All built-in collection types implement these traits. For example, `Map` yields key-value pairs, `Vec` yields indexed entries, and `PriorityQueue` preserves both its `by_key` and `by_priority` indices across sync.

| Parameter                  | Default | Description                                  |
| -------------------------- | ------- | -------------------------------------------- |
| `fetch_batch_size`         | 2000    | Maximum items per batch request              |
| `snapshot_ttl`             | 10s     | How long a snapshot remains available        |
| `snapshot_request_timeout` | 15s     | Timeout for the initial snapshot request     |
| `fetch_timeout`            | 5s      | Timeout for each batch fetch operation       |

### Tuning tips

- **Large state**: Increase `fetch_batch_size` to reduce round trips, but watch memory usage.
- **Slow networks**: Increase `fetch_timeout` and `snapshot_request_timeout`.
- **Fast churn**: Increase `snapshot_ttl` if snapshots expire before followers can fetch them.

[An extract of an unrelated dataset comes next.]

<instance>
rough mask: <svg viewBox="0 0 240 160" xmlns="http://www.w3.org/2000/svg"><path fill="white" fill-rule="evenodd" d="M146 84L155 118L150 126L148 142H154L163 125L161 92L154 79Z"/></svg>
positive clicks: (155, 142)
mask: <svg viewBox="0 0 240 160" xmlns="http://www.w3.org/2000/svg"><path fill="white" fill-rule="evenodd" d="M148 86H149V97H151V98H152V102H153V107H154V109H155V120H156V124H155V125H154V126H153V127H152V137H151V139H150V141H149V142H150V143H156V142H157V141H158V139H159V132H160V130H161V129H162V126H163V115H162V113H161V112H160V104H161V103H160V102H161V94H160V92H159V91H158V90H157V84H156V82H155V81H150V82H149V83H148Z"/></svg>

## Writing a custom `StateSync`

For domain-specific needs, you can implement the `StateSync` trait directly. The framework gives you:

- A `SyncContext` with access to the state machine, log storage, committed position, and a message-passing API to any bonded peer.
- Full control over the wire protocol via your own `Message` type.
- A `Provider` that runs on all peers for the group's lifetime.
- A `Session` that runs only on the lagging follower for the duration of catch-up.

This flexibility allows strategies like delta sync, merkle-tree-based reconciliation, or any other approach suited to your state machine's structure.